Standardized encodings do not accurately represent schemas

Built-in encoding libraries do not scale well for system integrations. To integrate multiple systems or participate in a multi-application environment (which is what most businesses need and do nowadays), the byte sequences shared over the wire have to be usable by all applications.

Enter standardized encodings like JSON, XML, and CSV. They are textual formats, so they are somewhat readable. These encodings also tend to pack data and its structural information together, making them extremely useful. The schema information is embedded within the message and does not have to be maintained separately.

But these standard encodings have the problem of not being able to represent the data schema fully.

While there is optional support for JSON and XML schemas, learning and implementing the schema languages is quite complicated, prompting most applications not to bother using schemas. Since the correct interpretation of data depends on the schema, applications need to hardcode the encoding/decoding logic. JSON also does not support namespaces, which would allow applications to combine data from separate systems.

There is also a lot of ambiguity around encoding numbers. XML and CSV do not distinguish between a number and a string, while JSON can. But JSON does not distinguish integers and floating-point numbers, and it doesn't specify a precision. Applications dealing with large numbers have a significant problem because some programming languages do not accurately parse double-precision floating-point numbers.

Standardized encoding formats lack support binary strings (sequences of bytes without a character encoding). Applications can get around this limitation by encoding the binary data as text using Base64 representation and indicating that the value is Base-64 encoded in the schema.
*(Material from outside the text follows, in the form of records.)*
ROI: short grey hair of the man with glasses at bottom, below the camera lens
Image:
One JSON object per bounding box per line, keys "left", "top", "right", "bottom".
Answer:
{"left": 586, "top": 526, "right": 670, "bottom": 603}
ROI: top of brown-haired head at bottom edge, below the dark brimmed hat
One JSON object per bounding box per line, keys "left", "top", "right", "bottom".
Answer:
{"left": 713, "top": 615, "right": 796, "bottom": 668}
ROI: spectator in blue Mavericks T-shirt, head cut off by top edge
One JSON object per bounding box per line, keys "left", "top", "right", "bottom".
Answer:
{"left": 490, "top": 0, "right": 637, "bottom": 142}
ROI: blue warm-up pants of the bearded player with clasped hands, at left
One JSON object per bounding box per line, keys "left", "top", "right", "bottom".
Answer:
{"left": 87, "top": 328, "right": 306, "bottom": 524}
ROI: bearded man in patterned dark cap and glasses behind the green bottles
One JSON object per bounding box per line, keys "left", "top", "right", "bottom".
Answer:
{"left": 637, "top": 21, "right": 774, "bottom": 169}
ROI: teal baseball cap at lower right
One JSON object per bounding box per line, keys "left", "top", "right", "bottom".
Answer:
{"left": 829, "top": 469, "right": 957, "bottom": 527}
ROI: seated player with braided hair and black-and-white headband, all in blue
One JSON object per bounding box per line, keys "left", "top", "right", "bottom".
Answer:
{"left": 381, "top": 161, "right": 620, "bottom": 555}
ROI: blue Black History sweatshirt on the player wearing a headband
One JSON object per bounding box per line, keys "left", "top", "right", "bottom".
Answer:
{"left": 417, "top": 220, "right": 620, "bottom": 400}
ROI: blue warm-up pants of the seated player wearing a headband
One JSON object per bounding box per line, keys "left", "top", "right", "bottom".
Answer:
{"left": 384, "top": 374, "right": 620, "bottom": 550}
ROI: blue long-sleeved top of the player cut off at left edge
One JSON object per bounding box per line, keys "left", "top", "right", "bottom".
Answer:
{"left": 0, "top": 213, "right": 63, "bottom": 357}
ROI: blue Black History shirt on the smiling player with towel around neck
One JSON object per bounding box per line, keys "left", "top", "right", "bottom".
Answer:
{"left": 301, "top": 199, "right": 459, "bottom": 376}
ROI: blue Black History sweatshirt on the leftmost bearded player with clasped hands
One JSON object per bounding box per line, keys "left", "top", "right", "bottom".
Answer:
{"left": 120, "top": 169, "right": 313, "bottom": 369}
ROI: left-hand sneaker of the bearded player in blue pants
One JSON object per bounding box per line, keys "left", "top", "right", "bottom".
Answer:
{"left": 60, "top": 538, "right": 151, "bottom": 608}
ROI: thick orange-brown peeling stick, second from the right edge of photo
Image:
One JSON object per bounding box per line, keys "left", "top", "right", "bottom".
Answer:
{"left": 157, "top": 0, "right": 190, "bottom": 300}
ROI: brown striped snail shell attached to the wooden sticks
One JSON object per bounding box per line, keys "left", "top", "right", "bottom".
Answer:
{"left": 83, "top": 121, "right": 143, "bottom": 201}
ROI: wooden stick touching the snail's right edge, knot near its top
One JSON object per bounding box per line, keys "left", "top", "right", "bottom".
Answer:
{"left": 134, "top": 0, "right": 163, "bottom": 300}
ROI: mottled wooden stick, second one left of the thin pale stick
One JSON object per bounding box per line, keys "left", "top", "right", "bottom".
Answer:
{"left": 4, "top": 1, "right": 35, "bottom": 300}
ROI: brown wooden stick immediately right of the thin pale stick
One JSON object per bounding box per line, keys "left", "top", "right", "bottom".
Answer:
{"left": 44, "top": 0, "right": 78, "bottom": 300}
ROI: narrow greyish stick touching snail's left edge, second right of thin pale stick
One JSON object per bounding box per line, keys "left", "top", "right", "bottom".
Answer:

Base64 strings work well, but they increase the data size by 33% and need careful handling in application code.

CSV does not support any schema, so it is left to the application to define each row and column's meaning. It serves well as the lowest-common-denominator encoding format but can be hard to maintain as application schema changes and evolves.

Despite these shortcomings, JSON, XML, and CSV have proven valuable for many purposes, especially as data interchange formats. While efficiency and performance are essential for encoding formats, their ability to get disparate, remotely-located teams and applications to talk to each other is their most significant advantage.